Further research is required to clarify what patients want and how it might best be offered within mental health services. More research is required on people who have a shorter history, and qualitative work could help to explore patient attitudes in more depth including across different sub-groups (e.g. ethnicity). Identifying the best ways to support people who wish to discontinue antipsychotics is important to alleviate the risks involved.
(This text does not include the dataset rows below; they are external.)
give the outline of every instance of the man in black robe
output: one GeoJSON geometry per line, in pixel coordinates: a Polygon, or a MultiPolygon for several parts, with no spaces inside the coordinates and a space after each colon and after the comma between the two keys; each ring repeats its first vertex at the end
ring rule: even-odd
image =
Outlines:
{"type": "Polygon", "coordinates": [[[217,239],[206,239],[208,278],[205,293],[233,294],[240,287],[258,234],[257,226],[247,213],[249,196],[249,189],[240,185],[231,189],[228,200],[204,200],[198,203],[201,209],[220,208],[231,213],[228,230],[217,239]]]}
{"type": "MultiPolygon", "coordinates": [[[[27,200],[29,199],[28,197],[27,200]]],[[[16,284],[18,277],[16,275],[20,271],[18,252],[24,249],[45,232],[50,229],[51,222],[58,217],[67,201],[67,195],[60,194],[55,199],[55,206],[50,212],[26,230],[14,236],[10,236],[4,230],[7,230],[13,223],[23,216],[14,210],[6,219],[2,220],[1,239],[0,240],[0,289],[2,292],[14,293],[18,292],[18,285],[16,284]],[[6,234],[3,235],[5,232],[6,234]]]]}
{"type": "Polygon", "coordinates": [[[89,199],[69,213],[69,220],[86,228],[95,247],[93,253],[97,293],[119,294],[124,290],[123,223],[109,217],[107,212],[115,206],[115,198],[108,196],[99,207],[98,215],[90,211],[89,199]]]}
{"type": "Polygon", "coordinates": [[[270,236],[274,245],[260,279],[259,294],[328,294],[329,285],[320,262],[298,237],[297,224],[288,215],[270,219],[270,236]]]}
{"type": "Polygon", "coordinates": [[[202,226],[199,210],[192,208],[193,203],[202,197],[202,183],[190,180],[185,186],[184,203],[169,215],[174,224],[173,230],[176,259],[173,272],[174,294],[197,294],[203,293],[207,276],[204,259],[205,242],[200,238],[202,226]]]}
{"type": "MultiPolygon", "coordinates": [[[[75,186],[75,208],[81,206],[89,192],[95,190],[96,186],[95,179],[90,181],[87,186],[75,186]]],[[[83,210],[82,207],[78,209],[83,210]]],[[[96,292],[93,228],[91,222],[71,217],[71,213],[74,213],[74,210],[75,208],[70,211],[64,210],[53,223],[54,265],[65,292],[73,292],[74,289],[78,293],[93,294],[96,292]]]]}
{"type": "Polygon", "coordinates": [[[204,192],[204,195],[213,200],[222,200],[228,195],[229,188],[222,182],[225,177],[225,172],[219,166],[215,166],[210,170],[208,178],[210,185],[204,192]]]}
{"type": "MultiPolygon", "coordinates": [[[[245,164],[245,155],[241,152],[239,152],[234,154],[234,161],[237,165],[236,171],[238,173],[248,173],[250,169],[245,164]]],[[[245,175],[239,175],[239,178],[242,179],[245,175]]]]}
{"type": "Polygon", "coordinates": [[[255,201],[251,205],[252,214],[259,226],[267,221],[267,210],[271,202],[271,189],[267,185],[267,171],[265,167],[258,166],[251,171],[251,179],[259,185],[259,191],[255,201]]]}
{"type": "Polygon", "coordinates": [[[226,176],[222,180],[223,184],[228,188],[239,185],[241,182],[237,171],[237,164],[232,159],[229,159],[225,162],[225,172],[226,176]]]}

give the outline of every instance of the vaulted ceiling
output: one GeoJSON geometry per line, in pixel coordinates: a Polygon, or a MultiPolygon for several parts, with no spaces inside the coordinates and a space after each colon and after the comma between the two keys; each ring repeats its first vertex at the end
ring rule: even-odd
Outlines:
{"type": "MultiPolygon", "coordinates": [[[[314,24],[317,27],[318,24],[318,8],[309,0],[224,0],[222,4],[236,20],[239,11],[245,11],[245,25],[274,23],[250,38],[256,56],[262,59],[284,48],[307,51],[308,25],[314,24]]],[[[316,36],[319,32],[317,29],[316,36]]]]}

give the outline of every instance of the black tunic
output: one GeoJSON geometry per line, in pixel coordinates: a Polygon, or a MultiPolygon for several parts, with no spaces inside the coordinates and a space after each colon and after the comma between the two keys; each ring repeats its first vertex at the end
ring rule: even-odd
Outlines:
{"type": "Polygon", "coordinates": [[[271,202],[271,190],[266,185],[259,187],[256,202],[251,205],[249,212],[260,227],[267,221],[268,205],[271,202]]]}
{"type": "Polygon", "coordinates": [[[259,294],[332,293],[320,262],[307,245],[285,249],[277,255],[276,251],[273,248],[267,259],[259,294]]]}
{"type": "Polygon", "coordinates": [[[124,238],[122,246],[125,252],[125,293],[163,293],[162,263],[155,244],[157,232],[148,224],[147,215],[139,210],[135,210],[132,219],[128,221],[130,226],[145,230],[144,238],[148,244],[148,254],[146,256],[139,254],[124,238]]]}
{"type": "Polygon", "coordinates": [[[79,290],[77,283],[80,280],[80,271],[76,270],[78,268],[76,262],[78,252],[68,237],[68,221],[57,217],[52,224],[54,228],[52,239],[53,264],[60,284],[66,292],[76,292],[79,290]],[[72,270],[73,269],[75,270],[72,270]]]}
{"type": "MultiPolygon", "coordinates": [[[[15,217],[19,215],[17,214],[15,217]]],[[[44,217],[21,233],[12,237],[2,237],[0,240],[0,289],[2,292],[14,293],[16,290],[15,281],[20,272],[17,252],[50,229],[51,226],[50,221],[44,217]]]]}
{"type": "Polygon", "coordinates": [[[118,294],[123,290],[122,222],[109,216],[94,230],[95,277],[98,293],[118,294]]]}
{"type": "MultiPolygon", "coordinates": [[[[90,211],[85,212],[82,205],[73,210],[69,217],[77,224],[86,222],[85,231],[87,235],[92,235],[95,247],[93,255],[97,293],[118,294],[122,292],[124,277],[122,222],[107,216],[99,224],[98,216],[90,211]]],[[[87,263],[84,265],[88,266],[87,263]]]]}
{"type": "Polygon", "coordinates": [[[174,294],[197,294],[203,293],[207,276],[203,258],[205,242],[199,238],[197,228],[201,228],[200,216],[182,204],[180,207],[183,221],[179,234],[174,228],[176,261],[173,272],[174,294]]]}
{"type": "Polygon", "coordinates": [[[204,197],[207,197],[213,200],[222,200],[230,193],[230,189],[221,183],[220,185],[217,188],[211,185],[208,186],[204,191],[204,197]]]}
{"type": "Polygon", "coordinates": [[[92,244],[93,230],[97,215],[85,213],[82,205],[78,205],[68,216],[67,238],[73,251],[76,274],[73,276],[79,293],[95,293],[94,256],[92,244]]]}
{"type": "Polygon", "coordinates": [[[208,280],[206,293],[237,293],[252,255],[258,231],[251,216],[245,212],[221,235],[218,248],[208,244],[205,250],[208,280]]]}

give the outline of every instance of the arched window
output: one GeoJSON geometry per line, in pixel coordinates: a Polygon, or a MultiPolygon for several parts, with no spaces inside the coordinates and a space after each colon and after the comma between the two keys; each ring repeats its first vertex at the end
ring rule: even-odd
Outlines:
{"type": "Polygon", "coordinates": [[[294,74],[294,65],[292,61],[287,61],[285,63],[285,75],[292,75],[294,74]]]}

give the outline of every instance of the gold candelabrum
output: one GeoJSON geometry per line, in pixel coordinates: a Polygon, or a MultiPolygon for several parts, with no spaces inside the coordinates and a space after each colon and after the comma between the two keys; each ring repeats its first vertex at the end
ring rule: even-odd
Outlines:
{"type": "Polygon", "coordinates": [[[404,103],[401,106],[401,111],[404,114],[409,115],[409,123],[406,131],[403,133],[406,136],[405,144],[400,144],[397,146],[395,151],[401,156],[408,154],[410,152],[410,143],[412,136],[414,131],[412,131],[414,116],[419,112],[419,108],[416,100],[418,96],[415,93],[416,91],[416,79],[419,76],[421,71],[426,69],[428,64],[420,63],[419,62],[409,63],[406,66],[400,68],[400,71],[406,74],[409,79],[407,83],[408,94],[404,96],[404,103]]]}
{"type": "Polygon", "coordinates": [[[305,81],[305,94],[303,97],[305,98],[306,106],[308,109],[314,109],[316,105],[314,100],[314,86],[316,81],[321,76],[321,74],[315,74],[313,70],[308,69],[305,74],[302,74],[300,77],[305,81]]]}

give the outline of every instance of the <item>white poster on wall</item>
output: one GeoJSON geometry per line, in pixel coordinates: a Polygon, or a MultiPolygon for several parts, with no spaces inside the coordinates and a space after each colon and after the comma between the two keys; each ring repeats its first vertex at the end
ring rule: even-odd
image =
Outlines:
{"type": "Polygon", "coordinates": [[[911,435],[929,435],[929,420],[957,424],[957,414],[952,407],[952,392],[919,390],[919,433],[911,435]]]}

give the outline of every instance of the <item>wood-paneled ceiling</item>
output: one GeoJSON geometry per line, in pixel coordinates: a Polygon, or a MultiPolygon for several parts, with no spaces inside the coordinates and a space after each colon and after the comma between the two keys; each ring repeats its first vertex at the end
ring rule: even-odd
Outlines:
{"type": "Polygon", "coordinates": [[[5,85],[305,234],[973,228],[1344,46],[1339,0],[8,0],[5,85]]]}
Previous studies of services or novel interventions that aim to minimise antipsychotic use, or encourage greater user choice about medication may provide pointers towards interventions that are evidenced-based and helpful when people are reducing and stopping medication [50,51,52].

Conclusion

Many patients diagnosed with schizophrenia or related disorders from community mental health services are unhappy about the idea of taking medication on a continuing or life-long basis, and would like to try reducing or discontinuing their medication at some point. Professional support was identified as important in achieving this. Guidance on how to support people to make informed decisions about long-term antipsychotic treatment, and to reduce or discontinue if they wish, would increase the options that are available to patients who are taking long-term antipsychotics.